UltraPlexer

Introduction

UltraPlexing is a highly effective method for multiplexed long-read sequencing in the context of hybrid microbial genome assembly. Ultraplexing removes the need for molecular barcodes and assigns each long read to the short-read assembly graph it is most compatible with. While maintaining excellent assembly quality, Ultraplexing enables at least a doubling of the maximum number of samples per flow cell on the Nanopore platform, and a reduction in reagent costs and hands-on-time by a factor of 2.

To apply the UltraPlexing approach, simply pool equal amounts of DNA from the samples you want to multiplex, generate long-read sequencing data, and use the UltraPlexing algorithm to demultiplex the data. In order to apply UltraPlexing, short-read sequencing data for the same samples needs to be available at the time of analysis. If possible, optimize the DNA extration and library preparation processes for read length, as the ability of the UltraPlexing algorithm to assign long reads to isolates improves with increasing read lengths.

A preprint with accuracy evaluations can be fount at: https://www.biorxiv.org/content/10.1101/680827v2

Overview of the Ultraplexing approach

alt text

Long reads are generated in simple pooled sequencing runs. The Ultraplexing algorithm determines the most likely source genome for each long read by carrying out a comparison between the read and the de Bruijn graphs of the sequenced sample genomes, inferred from short-read data. Hybrid assembly of sample-specific long and short reads enables the recovery of complete bacterial genomes.

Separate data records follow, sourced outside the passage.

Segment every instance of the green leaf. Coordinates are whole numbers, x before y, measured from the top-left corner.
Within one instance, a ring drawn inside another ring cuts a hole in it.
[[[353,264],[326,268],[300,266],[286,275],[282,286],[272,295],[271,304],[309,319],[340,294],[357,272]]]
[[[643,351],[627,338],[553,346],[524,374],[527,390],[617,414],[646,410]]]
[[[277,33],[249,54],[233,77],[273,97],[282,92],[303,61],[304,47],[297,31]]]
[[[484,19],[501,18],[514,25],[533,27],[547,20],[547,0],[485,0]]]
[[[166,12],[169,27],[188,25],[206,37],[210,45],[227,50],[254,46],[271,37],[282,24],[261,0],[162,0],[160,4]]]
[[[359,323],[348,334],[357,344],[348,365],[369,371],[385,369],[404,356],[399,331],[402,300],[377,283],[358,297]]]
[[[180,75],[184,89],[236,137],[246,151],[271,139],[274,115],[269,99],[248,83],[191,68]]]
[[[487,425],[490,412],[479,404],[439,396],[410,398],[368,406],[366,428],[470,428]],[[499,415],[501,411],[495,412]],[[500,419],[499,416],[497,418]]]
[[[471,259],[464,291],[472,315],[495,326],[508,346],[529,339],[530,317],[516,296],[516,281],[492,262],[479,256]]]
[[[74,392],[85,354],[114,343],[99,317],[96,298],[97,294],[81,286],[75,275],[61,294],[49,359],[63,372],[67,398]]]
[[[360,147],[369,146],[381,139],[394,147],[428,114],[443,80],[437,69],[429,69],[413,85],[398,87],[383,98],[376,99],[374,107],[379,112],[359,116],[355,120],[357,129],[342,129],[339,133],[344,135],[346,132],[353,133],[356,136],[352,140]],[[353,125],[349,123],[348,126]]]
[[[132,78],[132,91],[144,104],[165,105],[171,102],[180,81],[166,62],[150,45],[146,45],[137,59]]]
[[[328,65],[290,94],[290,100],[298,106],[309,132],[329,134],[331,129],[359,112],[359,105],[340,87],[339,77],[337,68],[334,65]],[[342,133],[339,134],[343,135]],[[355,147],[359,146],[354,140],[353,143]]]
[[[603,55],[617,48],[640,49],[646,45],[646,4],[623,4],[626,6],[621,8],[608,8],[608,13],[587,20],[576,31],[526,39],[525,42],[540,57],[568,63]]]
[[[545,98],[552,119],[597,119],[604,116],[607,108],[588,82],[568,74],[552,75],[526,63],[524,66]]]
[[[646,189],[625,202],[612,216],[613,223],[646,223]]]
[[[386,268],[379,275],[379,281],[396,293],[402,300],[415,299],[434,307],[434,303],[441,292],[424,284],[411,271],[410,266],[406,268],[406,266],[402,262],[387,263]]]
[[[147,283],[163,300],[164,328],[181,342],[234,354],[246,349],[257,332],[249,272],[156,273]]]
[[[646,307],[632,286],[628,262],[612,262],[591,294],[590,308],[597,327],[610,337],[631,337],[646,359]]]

Program Requirements and Installation

The programm was tested on the following Operating Systems:

CentOS Linux release 7.5.1804 (Core)
Ubuntu 18.04.3 LTS

The following programming languages and packages need to be installed:

R
cortex_var
Perl
Perl Modules:
- List::MoreUtils
- Math::GSL::Randist

Please modify UltraPlexer.pl so that it contains the correct path to your installation of Cortex (line 16). The algorithm expects to find Cortex binaries for k = 31 with 20, 40 and 60 colors.

Alternative to installing prerequisites:

We generated and tested a Docker image, containing the OS "Ubuntu 18.04", the above mentionen prerequisites and all data, provided in this GitHub repository. Instead of installing all required programming languages and packages yourself, you should be able to run the Ultraplexer algorithm in a container, created by this Docker image.

The docker image can be found at: https://hub.docker.com/r/diltheygenomicslab/ultraplexer

Use the command docker pull diltheygenomicslab/ultraplexer:0.1.2 to get the current version.

The Dockerfile to this image can be found at: https://osf.io/4m9vh/

Running the UltraPlexer

Known issue: If the Ultraplexing run produces an an error like

could not allocate hash table of size 209715200

Error: Giving up - unable to allocate memory for the hash table

and subsequently stops due to not finding a certain file, pls try to add the option "--allSamples_cortex_height 20" to the first Utraplexer call. This error occurs, if the algorithm can not allocate the memory needed (by estimation), to store all calculated data. The before mentioned option reduces the memory allocated by the UltraPlexer, which in most cases solves the problem.

1. Classify long-reads:

perl UltraPlexer.pl --prefix prefix1 --action classify --samples_file /path/to/samplefile/samplefile1.txt --longReads_FASTQ /path/to/longreads/longreads1.fastq

2. Generate human-readable classified output from classification file:

perl UltraPlexer.pl --prefix prefix1 --action generateCallFile --samples_file /path/to/samplefile/samplefile1.txt

3. Generate human-readable random output from classification file (as a comparison):

perl UltraPlexer.pl --prefix prefix1 --action generateCallFile --samples_file /path/to/samplefile/samplefile1.txt --classificationSource random

Input

perl UltraPlexer.pl = The UltraPlexing algorithm.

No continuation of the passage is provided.